I have just sold off all my 16,000 units in Mapletree Pan Asia Commercial Trust ("MPACT") during the 1st week of May 2023. The main reason being that Festival Walk and other China overseas office assets are becoming more of a liability to MPACT now. True enough, in the recently announced results for Q4 2023, their Hong Kong jewel property, Festival Walk, reported negative rental reversion again. It seems that VivoCity and Mapletree Business City are being left to hold the fort for MPACT. My personal thoughts are that the merger exercise last year to combine the 2 Mapletree REITs had not produced much synergy and on the contrary, it appears to be destroying value for investors due to the under performance of the newly acquired overseas properties in Hong Kong and China.
1. Falling Overseas Properties Valuation
The staggering loss in property valuation of S$398Mil mainly due to forex translation losses is just astonishing.

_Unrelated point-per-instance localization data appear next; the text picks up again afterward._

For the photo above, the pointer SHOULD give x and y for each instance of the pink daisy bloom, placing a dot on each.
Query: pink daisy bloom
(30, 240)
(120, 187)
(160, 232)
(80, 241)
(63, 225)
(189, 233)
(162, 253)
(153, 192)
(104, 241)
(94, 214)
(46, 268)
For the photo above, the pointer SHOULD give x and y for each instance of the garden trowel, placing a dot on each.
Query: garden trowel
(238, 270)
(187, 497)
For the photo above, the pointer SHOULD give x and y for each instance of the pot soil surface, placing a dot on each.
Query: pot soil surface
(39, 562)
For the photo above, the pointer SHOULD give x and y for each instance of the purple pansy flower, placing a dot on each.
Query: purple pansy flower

2. Low Occupancy For Overseas Assets
The office properties in China are the main culprit for the lowly 86.5% occupancy. 3. Hong Kong's Festival Walk Failed To Deliver Yet Again
Festival Walk which made up 18% of Gross Revenue contribution has a negative -12.7% rental reversion despite the gradual lifting of COVID measures in Hong Kong which have improved retail sales and shoppers traffic at the mall. This really makes one wonder when will this nightmarish downtrend end and turn positive. While I have no doubt that this will turn around eventually, it may be a longer wait then expected.
Parting thoughts
I do hope that MPACT management starts considering the disposal of weaker overseas assets such as those China offices in order to shore up its financial performance and also to reduce its debt gearing which has exceeded over 40% (last year was 33.5% before the merger), especially in view of the current crazy high interest rate environment.
Anyway, as aforesaid mentioned, I had decided to throw in the towel and exited with a decent overall profit last week. Will be re-investing the proceeds into another SGX blue-chip company (non-REITs) for its better growth prospects as well as decent dividend yield of over 5% (will probably blog about this another day).